Explicamos como eles funcionam e por que esses jogos de azar não podem ser considerados um tipo de investimento nesta outra reportagem.

Carol Dias é a criadora do Riqueza em Dias, considerada pela Anbima a principal produtora de conteúdo sobre finanças no Instagram, plataforma onde acumula 7,5 milhões de seguidores. Ela conta que recusou uma proposta para receber R$ 300 mil em troca da divulgação desse tipo de jogo. “Eu sou dura nisso. A CVM tem sim que ter uma atitude perante a isso e não pode permitir”, diz. “Uma moça me escreveu um dia dizendo que pensou em tirar a própria vida porque tinha perdido tudo nesses jogos.”

Para o Economista Sincero, faltaria gente suficiente para fiscalizar a quantidade de golpes disponíveis atualmente na internet. Um ponto que, para ele, também ultrapassa a existência de regras ou não, mas reflete a necessidade de ampliar a educação financeira no País. Não adianta existir regras severas se, na outra ponta, a população ainda não souber reconhecer que propostas de ganhos de 10% ao mês, por exemplo, são irreais.

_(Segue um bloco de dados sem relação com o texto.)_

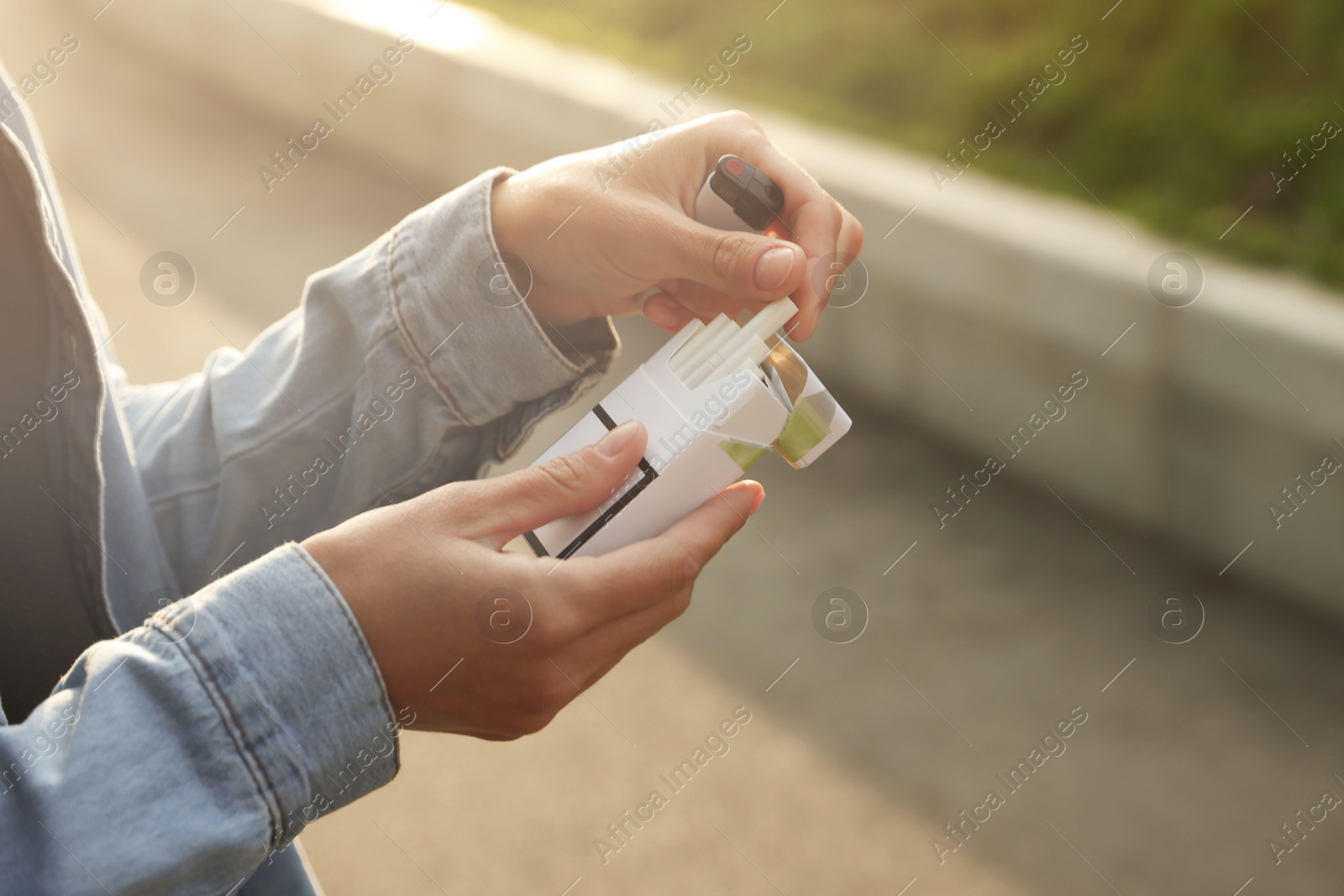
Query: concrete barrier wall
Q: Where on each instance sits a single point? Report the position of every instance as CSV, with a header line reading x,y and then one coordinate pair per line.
x,y
981,302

“Se a CVM ou a Anbima erram a mão na quantidade de regras, elas vão diminuir o mercado que é bacana e aumentar o mercado irregular, porque o cara que está oferecendo o Jogo do Tigrinho não está nem aí para as regras”, afirma Mendlowicz. “Essa deveria ser uma preocupação, porque no Brasil a educação financeira é zero.”